В торжественный день концерта актовый зал был набит до отказа солдатскими стрижеными затылками. Не хватало скамеек и стульев — сразу же после ужина их захватили наиболее расторопные из ходячих и лбы из команды выздоравливающих. Те же, кому сидячих мест не досталось, плотным валом разлеглись и расселись на полу перед сценой, в проходах, поудобней пристроив руки и ноги в гипсе, свои костыли.

Ряшенцев еще с утра стал умолять лечащего врача, чтобы ему разрешили, но Зинаида Исаковна всякий раз охлаждала его вопросом: а что, если рана внезапно откроется?.. И вот, довольный донельзя, вечером он восседал в кресле-каталке на середине прохода, возле входных дверей.

Вдоль стенок лепились вольнонаемные. Ряшенцев натолкнулся глазами на Раю. В праздничном платье она стояла у стенки, тоже смотрела на Ряшенцева — и сразу же вспыхнула, отвернулась...

Средь публики там и тут робко жались фигурки в белых халатах. То сбежали с постов дежурные, хоть одним глазком да взглянуть на приезжую знаменитость. Они с замиранием сердца косились на первый ряд, где между сизых солдатских затылков резко белела сединами крупная голова комиссара, а рядом с нею торчали прямые, как вешалка, плечи начальника госпиталя.
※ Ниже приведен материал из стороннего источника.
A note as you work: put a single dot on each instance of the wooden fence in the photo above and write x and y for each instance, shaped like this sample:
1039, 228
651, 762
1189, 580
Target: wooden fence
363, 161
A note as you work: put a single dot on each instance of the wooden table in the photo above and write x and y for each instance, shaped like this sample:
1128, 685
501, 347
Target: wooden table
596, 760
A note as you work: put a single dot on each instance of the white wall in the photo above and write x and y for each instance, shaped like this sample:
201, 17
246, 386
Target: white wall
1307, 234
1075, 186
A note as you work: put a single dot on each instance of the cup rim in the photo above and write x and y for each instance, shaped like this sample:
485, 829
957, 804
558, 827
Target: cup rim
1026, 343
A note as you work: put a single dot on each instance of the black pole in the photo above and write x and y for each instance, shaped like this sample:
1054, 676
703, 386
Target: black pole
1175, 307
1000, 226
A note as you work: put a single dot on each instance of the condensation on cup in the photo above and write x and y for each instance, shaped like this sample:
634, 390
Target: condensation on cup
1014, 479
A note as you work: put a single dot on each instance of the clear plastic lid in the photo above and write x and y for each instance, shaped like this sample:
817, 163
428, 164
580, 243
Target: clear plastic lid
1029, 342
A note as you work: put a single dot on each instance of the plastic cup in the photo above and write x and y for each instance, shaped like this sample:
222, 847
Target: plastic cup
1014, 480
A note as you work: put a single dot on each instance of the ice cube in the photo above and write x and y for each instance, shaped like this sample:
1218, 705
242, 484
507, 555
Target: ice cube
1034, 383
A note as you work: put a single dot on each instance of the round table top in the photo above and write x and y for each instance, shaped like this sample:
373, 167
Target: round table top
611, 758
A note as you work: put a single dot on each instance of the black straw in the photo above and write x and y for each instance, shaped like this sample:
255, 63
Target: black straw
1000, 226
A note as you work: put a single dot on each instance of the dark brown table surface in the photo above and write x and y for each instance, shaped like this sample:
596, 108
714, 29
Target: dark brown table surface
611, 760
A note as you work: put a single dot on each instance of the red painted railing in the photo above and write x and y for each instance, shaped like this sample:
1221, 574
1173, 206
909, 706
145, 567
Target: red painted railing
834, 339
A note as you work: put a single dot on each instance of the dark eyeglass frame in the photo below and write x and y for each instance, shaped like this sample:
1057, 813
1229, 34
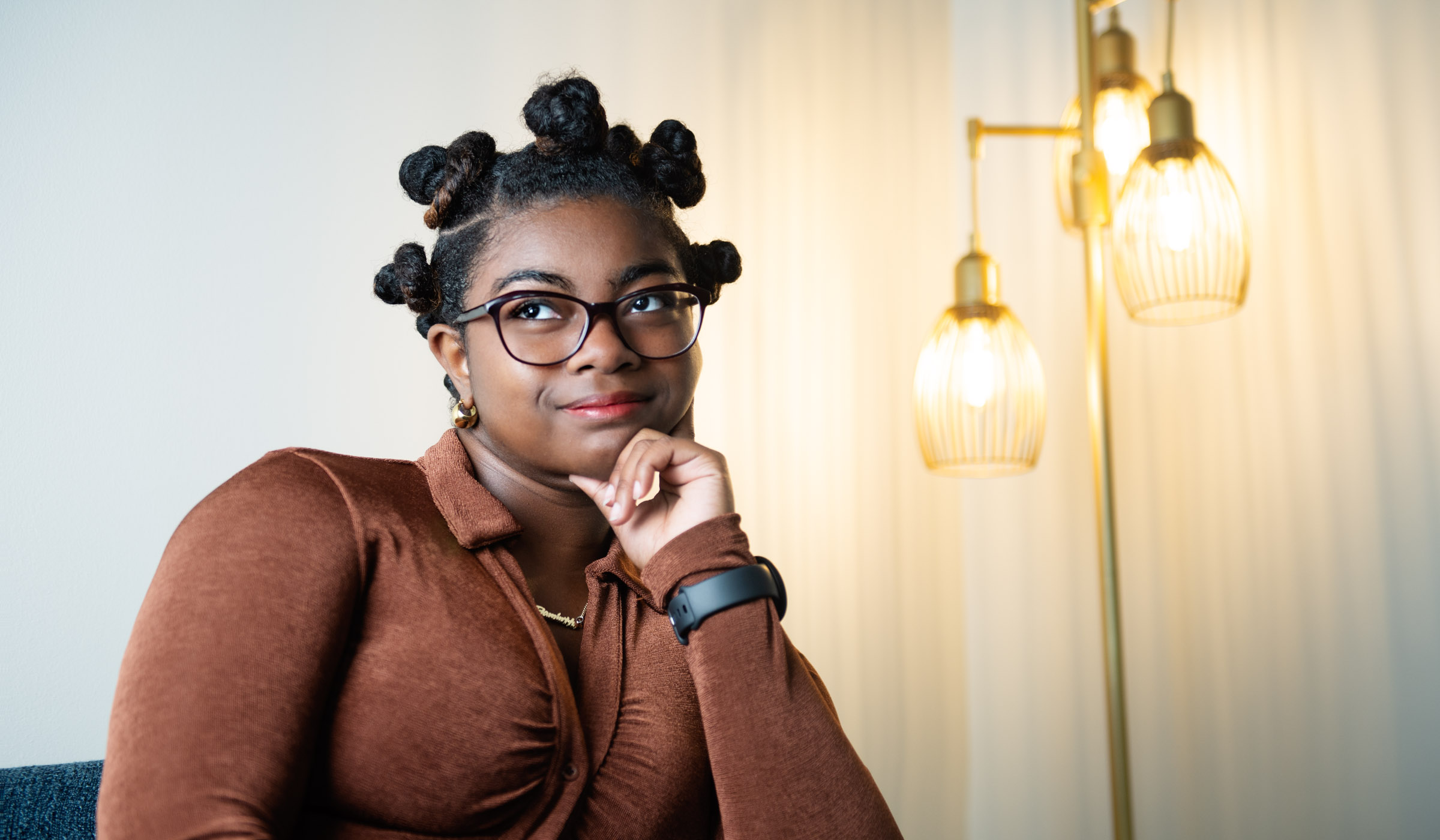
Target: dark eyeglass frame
591, 311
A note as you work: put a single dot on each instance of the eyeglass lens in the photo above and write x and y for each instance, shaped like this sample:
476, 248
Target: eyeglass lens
545, 331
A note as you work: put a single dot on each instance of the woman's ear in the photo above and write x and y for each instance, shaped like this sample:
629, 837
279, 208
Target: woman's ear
450, 352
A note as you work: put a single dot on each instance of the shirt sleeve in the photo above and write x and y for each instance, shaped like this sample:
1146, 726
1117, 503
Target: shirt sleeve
229, 668
781, 761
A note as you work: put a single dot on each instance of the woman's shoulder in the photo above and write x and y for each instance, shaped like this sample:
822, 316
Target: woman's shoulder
300, 489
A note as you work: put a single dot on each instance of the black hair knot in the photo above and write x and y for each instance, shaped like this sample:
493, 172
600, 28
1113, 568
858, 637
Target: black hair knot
444, 178
713, 266
566, 116
408, 280
673, 164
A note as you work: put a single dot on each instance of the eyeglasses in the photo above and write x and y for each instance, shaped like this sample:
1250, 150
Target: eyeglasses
546, 328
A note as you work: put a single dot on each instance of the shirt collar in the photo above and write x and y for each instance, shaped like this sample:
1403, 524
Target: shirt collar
473, 515
479, 519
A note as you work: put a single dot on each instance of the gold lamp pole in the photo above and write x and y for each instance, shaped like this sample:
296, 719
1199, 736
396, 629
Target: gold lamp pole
1181, 257
1092, 198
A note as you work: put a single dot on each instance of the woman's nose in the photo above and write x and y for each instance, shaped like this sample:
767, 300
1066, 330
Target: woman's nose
602, 349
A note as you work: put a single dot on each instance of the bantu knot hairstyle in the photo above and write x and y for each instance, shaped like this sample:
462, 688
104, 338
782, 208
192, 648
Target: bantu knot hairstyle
577, 155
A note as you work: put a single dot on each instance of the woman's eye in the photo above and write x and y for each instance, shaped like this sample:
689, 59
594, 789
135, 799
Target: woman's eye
535, 310
649, 303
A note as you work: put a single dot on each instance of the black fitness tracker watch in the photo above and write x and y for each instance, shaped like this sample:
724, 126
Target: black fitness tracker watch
695, 604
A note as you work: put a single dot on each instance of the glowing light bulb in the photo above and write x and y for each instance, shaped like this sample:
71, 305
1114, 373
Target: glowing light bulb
977, 364
1121, 131
980, 395
1175, 206
1121, 128
1181, 247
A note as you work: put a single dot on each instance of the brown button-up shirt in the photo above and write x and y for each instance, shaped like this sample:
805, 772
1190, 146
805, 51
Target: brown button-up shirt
343, 647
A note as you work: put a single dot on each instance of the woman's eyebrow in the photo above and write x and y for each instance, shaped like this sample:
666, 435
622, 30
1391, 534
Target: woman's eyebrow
535, 274
641, 270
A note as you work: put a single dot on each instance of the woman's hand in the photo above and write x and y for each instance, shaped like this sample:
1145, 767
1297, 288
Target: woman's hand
695, 486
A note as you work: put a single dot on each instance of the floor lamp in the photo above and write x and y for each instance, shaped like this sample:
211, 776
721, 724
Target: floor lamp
1181, 257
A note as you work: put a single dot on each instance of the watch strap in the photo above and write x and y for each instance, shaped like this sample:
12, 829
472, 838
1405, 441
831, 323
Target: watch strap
696, 602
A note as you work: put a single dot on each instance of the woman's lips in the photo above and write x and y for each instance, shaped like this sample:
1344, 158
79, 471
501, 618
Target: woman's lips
604, 407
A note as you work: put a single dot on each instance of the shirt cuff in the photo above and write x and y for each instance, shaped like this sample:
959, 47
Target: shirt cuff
697, 554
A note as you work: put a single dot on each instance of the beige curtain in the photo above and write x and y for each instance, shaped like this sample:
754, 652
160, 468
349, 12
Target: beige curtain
1278, 500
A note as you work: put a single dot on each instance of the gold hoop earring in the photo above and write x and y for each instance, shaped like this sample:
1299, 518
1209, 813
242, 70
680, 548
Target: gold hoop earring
464, 420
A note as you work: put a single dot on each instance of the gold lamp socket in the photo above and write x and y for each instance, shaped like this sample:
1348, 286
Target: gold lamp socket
977, 280
1172, 117
1115, 51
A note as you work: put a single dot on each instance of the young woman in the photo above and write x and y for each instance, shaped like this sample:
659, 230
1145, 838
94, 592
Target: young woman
476, 644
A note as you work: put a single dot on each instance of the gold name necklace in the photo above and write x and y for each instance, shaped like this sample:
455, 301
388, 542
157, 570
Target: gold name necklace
572, 623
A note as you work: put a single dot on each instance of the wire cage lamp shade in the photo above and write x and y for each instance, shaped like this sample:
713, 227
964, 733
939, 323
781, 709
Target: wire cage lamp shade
980, 395
1181, 247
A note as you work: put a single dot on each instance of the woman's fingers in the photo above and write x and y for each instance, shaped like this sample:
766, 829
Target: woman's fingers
647, 457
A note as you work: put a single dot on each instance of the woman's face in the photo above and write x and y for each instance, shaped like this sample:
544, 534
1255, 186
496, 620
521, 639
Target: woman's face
574, 417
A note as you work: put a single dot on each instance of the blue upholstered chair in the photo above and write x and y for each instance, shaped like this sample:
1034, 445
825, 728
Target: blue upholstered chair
54, 802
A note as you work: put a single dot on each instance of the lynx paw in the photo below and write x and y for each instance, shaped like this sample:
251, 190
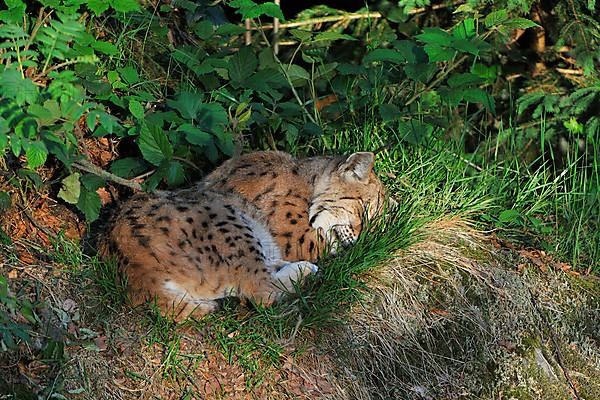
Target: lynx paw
296, 270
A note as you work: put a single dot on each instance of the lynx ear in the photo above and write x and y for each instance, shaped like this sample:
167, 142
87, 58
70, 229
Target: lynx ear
358, 166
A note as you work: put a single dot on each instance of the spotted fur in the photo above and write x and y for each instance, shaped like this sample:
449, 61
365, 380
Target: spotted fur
249, 230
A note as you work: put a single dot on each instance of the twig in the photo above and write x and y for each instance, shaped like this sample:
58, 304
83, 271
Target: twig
248, 33
320, 20
287, 77
93, 169
353, 16
559, 357
276, 32
34, 221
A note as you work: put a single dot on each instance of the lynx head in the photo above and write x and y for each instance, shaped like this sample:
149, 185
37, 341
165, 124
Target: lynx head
347, 192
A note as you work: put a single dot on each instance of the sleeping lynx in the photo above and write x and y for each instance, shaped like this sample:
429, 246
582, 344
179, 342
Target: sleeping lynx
249, 230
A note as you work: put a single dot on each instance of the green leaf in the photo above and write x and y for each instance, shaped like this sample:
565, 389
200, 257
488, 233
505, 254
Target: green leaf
105, 48
465, 46
476, 95
125, 5
465, 29
329, 36
71, 188
464, 80
204, 29
98, 6
195, 135
519, 23
242, 64
154, 144
438, 53
301, 34
249, 9
297, 75
384, 55
435, 36
175, 174
415, 132
573, 126
230, 29
187, 104
389, 112
89, 203
36, 153
3, 140
488, 74
92, 182
136, 109
509, 216
14, 86
128, 167
129, 74
420, 72
5, 201
496, 18
212, 118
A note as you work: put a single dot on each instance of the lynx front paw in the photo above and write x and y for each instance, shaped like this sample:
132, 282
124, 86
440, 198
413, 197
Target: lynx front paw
296, 271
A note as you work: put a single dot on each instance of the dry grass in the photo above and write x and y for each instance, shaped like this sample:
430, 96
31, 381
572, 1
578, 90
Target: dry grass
451, 317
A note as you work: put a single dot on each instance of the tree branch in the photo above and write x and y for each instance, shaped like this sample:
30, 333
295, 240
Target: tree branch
87, 166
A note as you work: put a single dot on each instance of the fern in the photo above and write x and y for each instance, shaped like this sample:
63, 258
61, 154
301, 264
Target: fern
56, 39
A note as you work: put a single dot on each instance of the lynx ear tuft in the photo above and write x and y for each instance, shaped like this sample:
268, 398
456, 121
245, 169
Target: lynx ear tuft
358, 166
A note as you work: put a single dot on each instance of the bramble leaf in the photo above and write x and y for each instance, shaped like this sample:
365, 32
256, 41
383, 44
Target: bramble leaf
71, 188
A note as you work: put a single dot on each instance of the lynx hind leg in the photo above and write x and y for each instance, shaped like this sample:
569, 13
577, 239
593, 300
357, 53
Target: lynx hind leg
177, 306
294, 272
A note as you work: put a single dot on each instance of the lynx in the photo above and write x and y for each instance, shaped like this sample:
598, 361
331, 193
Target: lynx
251, 229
Было пора начинать, все глаза устремились на сцену, все с нетерпением ждали, когда наконец-то вздрогнет и поползет тяжелый бархатный занавес. Несколько раз принимались хлопать. Сначала робко и неуверенно, а потом все настойчивее. Но занавес не шевелился; складки его застыли, словно на фотографии, и только лишь низко скрещенный свет двух прожекторов рампы, освещая его, оживлял и вселял надежду. Застоявшийся воздух был навылет пропитан запахами йодоформа, карболки, старых бинтов, открытых и заживающих ран — всем тем, чем обычно пахнут военные госпитали.

Ряшенцев тоже пытался похлопать, но почувствовал вдруг на груди под повязкой теплое, липкое. Зажимая внезапно открывшуюся рану ладонью, соображал лихорадочно, что будет делать, — возвращаться сейчас же в палату или попытаться унять кровь самому.

Все же решил остаться.

По залу меж тем рябью прошел шепоток: певицы не будет, концерт отменяется, — кто-то там не договорился как следует, и приехать Русланова не смогла.